Mağduriyetlere alakalı bir yazıya bir okuyucumuz şöyle feryad ediyordu; “Bunca zulümler gâyretullaha dokunur diyorsunuz, hani nerede?”
Millet olarak öyle bir travma yaşıyoruz ki yapılan zulümlere güç yetmediğinden, geçmiş kavimlere ve zalimlere bir itab-ı İlahî olarak gelen musibetleri bekler olduk neredeyse..
Gerçi etrafımızda kaynayan ateş kazanı, depremler, yangınlar, sel felaketi bir ikâzın ayak sesleri olarak değerlendirilmiyor değil.
Risale-i Nur bu mevzuya;
“Ezzalimine” deyip “Tehdidleri ve zulümlerinin cezası olan musibet-i semaviye ve arziyeyi şiddetle beyanı, bu asrın emsalsiz zulümlerine Kavm-i Âd ve Semud ve Firavun’un başlarına gelen azablar ile baktırıyor ve mazlum ehl-i imana İbrahim (as) ve Musa (as) gibi enbiyanın necatlarıyla teselli veriyor”a dikkat çekiyor.
Cenab-ı Hak, imhal eder ancak ihmal etmez. Yani mühlet verir, cezasız bırakmaz.
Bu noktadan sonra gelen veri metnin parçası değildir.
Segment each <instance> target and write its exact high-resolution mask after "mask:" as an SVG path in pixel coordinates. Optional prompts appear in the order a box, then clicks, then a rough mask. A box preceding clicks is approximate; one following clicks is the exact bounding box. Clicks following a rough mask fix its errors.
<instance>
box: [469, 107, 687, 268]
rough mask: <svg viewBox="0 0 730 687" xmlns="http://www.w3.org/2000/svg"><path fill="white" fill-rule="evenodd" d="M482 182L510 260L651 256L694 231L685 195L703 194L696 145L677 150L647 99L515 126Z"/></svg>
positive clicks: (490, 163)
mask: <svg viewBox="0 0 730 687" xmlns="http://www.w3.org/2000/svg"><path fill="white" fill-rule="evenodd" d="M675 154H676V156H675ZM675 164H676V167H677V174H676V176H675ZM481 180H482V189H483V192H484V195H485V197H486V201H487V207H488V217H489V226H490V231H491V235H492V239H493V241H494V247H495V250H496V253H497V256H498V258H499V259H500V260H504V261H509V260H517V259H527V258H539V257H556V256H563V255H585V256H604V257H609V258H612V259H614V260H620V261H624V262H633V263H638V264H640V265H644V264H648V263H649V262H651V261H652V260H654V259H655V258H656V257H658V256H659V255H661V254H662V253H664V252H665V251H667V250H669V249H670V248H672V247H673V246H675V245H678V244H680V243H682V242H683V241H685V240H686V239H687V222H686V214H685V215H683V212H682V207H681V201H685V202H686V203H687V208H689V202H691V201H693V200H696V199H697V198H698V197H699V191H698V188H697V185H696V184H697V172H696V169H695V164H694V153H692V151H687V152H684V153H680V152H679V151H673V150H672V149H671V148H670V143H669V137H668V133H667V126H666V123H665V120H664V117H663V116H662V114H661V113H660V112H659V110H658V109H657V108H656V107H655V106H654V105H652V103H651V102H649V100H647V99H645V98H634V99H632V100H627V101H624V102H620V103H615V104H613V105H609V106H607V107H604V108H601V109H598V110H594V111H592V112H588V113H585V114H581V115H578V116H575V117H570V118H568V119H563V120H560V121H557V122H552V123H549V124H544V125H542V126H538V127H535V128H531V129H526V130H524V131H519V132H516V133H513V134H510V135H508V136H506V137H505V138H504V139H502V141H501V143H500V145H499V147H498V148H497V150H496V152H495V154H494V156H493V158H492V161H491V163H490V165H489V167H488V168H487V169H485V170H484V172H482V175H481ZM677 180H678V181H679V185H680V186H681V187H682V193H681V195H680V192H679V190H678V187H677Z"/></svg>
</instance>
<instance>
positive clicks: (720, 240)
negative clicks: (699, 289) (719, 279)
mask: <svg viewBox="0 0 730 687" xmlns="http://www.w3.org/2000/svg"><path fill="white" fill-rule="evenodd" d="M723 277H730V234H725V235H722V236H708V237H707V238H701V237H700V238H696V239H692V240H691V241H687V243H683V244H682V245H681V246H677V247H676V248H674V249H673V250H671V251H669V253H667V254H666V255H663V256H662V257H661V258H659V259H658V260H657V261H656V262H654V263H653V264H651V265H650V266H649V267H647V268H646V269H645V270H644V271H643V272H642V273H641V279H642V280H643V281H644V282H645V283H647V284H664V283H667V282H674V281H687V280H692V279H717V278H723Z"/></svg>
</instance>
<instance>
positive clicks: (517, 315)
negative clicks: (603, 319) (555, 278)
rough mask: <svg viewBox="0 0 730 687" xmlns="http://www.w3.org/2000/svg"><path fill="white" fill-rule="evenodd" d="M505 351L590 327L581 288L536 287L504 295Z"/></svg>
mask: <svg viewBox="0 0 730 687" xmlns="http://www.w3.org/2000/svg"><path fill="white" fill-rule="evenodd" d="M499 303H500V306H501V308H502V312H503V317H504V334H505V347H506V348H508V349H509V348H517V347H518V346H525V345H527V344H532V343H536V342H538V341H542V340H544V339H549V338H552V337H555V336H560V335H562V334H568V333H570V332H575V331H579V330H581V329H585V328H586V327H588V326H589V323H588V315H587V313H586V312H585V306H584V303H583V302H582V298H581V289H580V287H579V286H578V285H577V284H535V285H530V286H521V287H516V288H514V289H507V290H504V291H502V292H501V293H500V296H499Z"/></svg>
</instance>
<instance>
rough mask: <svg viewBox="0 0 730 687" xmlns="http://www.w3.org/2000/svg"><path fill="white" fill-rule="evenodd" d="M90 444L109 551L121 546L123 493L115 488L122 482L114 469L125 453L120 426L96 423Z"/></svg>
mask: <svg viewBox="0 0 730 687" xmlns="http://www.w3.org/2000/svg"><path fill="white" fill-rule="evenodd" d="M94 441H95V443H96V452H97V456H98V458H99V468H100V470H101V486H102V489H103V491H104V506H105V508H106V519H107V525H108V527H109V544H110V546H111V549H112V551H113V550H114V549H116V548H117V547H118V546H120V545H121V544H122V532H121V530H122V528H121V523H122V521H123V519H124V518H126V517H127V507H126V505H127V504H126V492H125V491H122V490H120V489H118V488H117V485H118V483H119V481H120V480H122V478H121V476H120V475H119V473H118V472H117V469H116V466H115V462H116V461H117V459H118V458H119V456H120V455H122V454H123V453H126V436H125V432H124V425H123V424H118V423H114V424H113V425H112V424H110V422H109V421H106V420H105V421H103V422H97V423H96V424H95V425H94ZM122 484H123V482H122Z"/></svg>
Bir ferdin hayatında görüldüğü gibi, kavimlerinin serencamında da bu kanun caridir.
Bazen bir topal bir sineğin, bazen karıncaların istilası, gâh ses uğultusu, gâh suların gâleyana gelmesiyle, Cenab-ı Hak bir unsurunu o masiyete bir bela olarak istihdam eder. Kısacası Allah’ın muti askerleri çok olup, bizim kısır fehmimize göre üç beş musibetle sınırlı değildir.
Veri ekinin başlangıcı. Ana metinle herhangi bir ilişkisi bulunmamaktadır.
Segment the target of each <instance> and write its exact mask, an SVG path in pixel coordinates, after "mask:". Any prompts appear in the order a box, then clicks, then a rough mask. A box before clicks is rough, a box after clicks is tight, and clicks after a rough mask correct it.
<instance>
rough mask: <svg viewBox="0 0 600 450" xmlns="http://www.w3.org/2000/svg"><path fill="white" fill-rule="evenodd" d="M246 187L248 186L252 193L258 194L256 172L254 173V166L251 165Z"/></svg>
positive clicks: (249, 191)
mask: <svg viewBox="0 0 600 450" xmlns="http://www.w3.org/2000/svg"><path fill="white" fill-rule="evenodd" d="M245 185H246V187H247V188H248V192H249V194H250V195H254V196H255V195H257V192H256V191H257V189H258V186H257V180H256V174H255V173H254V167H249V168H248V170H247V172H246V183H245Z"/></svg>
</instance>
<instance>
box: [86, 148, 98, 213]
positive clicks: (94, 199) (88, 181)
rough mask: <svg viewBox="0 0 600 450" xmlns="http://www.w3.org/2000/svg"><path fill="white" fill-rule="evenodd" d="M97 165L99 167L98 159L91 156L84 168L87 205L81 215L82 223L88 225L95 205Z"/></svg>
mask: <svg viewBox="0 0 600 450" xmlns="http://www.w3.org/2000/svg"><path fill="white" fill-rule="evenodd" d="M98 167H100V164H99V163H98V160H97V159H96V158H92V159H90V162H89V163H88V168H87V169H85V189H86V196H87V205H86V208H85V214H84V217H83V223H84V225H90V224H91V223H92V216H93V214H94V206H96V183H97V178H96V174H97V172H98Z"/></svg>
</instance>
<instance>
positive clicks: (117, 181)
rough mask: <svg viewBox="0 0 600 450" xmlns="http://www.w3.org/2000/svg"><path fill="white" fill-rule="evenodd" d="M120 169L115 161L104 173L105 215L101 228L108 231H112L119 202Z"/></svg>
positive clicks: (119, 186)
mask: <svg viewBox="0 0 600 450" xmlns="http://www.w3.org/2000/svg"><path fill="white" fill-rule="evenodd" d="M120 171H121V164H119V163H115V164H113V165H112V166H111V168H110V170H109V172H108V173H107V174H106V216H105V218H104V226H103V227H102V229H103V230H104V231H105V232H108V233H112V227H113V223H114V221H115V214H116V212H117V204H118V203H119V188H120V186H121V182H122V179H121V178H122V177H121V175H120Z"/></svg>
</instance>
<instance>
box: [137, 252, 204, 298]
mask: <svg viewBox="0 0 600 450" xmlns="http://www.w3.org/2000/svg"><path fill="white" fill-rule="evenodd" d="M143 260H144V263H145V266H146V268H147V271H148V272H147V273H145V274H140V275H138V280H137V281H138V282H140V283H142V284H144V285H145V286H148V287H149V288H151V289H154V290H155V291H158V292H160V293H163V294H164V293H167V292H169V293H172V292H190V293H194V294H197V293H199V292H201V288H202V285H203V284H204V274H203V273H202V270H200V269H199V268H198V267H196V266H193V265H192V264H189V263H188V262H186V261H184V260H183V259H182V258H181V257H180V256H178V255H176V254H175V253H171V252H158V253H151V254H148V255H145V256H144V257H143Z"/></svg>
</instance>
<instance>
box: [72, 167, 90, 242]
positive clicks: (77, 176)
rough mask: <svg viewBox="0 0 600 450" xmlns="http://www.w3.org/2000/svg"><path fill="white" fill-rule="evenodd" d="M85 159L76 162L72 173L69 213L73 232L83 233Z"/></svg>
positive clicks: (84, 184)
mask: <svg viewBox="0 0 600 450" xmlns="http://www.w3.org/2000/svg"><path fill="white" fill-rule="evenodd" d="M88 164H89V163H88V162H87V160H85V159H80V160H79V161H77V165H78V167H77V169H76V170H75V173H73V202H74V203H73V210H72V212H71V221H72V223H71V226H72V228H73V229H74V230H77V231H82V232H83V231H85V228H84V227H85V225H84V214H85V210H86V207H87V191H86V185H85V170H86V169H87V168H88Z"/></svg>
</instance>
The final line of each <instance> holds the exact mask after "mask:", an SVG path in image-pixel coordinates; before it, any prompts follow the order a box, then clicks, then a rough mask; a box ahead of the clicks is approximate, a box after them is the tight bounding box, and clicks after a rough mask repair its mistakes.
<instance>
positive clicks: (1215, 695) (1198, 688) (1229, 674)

Rivayet edilir ki, Bermekî Hanedanlığı’nda önemli bir makamda görev yapan bir zat yaptıklarının neticesinde oğluyla beraber zindana atılır. Oğlu babasına sorar:
“Babacığım! Onca izzet ve saltanattan sonra, aklımıza gelmeyen başımıza geldi, adi bir suçlu gibi zincire vurulup hapse atıldık, der! Bunun üzerine babası:
“Evladım! Mazlumun duası geceleri Allah’a ulaşmak için hızla yol alırken, biz gaflete daldık. Bu zevk ü sefanın, saltanatın, demir yumruğun hep böyle süreceğini zannettik. Fakat mazlumun duasının er geç Allah’a varacağını hesaplayamadık. Hâlbuki Allah hiç bir şeyden gafil değildir.”
Evet, canlar yanmış; “mazlumun ahı indirir şâhı” gibi feryatlar arşa değer. Ancak biz belayı davet etmeyelim. Cenab-ı Hak hikmeti gereği “Zalim Allah’ın kılıcıdır, onunla intikam alır, sonra da ondan intikam alır” deyip, sabır ve dua ile bekleyelim.
Yoksa; “Öyle musibetten kaçınız ki; geldiği vakit zalimlere mahsus kalmaz, masumlar ve mazlûmlar da içinde yanar.” (Enfal: 25)
Asıl mesele zulme taraf olmaktır.
“Umumî musibet, ekseriyetin hatasından ileri gelmesi cihetiyle, ekser nâsın o zalim eşhasın harekâtına fiilen veya iltizamen veya iltihaken taraftar olmasıyla, manen iştirak eder, musibet-i ammeye sebebiyet verir.”
“Böyle umumî musibetler, ekser nâsın hatasından geldiği cihetle, o insanların ekseri –kısm-ı a’zamı– tevbe ve nedamet ve istiğfar etmekle def’ olur.”
Duaya devam; “İçimizdeki beyinsizlerin işledikleri yüzünden bizi helâk etme Allah’ım!”